Der Bund hat dem Beschwerdeführer Aufwendungen in der Höhe von EUR 991,20 binnen zwei Wochen bei sonstiger Exekution zu ersetzen.
Begründung
Der Beschwerdeführer, ein Staatsangehöriger von Nigeria, stellte am 23. Dezember 2002 einen Asylantrag. Zu seinen Fluchtgründen brachte er in dem von ihm anlässlich der Stellung des Asylantrages ausgefüllten Formular vor, "muslim people" wollten ihn töten. Bei seiner Einvernahme vor dem Bundesasylamt am 11. August 2004 sagte er aus, seine Mutter, die im Norden Nigerias gelebt habe, sei bei Auseinandersetzungen zwischen Moslems und Christen wahrscheinlich umgebracht worden. Er selbst habe sich nie im Norden Nigerias aufgehalten, sondern in Aba (im Süden Nigerias) gelebt und dort auf dem Markt gearbeitet. Im "Februar oder März 2000" bzw. "März oder April 2000" habe die Polizei nach ihm sowie anderen Jugendlichen gesucht, weil diesen vorgeworfen worden sei, Angehörige der Haussa umgebracht und eine Moschee zerstört zu haben. Er sei damals von Aba nach Lagos gegangen und habe sich dort bis zu seiner Ausreise Ende November 2002 aufgehalten, wo er "von Mitgliedern der Kirchengemeinde betreut" worden sei. Auf die Frage, warum er Lagos nach einem Aufenthalt von über zwei Jahren verlassen habe, brachte der Beschwerdeführer vor: "Leute der Polizei kamen zur Kirche und haben nach mir gefragt. (...) Ich war zum Glück nicht in der Kirche aufhältig, sondern in einem Nachbarhaus. Der Mann, bei dem ich gewohnt habe, sagte zu mir, dass ich das Land verlassen solle".
Mit Bescheid des Bundesasylamtes vom 19. August 2004 wurde der Asylantrag gemäß § 7 Asylgesetz 1997 abgewiesen (Spruchpunkt I.), die Zurückweisung, Zurückschiebung oder Abschiebung des Beschwerdeführers nach Nigeria gemäß § 8 Abs. 1 leg. cit. idF der AsylG-Novelle 2003 (AsylG) für zulässig erklärt (Spruchpunkt II.) und der Beschwerdeführer gemäß § 8 Abs. 2 AslyG aus dem österreichischen Bundesgebiet ausgewiesen (Spruchpunkt III.).
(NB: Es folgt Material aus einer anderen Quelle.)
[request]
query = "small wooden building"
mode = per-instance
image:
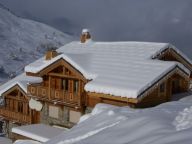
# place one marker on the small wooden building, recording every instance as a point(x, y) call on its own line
point(14, 109)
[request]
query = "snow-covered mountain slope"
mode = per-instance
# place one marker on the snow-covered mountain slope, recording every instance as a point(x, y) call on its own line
point(22, 41)
point(169, 123)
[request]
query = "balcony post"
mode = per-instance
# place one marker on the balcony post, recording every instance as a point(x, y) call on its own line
point(49, 88)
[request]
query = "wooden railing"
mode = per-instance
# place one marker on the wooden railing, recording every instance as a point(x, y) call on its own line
point(52, 94)
point(15, 116)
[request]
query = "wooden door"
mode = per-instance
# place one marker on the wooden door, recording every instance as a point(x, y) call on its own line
point(35, 116)
point(175, 86)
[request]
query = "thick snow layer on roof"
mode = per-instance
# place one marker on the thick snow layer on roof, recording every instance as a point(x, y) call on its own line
point(169, 123)
point(118, 68)
point(39, 132)
point(21, 80)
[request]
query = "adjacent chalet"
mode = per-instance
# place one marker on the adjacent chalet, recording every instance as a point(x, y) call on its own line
point(84, 73)
point(14, 108)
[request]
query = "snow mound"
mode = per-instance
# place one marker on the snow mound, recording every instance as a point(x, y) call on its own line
point(120, 125)
point(184, 119)
point(23, 41)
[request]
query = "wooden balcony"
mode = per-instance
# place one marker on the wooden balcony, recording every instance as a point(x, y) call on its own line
point(55, 95)
point(18, 117)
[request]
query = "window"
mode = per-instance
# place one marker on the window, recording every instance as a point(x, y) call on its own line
point(162, 88)
point(53, 112)
point(20, 107)
point(65, 84)
point(75, 86)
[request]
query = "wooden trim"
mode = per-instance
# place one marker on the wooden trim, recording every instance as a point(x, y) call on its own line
point(61, 62)
point(178, 56)
point(176, 69)
point(15, 87)
point(32, 74)
point(63, 76)
point(107, 96)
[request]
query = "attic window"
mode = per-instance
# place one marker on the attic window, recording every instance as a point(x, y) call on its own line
point(162, 88)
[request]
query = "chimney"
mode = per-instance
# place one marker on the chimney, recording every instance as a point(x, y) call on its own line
point(50, 54)
point(85, 35)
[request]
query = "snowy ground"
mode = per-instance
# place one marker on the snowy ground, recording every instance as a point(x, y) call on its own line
point(5, 141)
point(23, 41)
point(169, 123)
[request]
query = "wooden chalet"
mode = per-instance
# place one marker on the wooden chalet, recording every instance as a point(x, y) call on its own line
point(14, 109)
point(82, 74)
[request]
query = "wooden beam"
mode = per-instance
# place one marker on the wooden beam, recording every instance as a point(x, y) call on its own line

Das Bundesasylamt qualifizierte das Vorbringen des Beschwerdeführers als unglaubwürdig.
Die Berufung des Beschwerdeführers gegen diesen Bescheid wurde mit dem angefochtenen Bescheid der belangten Behörde gemäß § 7 "bzw. § 8 Abs. 1 und Abs. 2 AsylG" ohne Durchführung einer Berufungsverhandlung abgewiesen.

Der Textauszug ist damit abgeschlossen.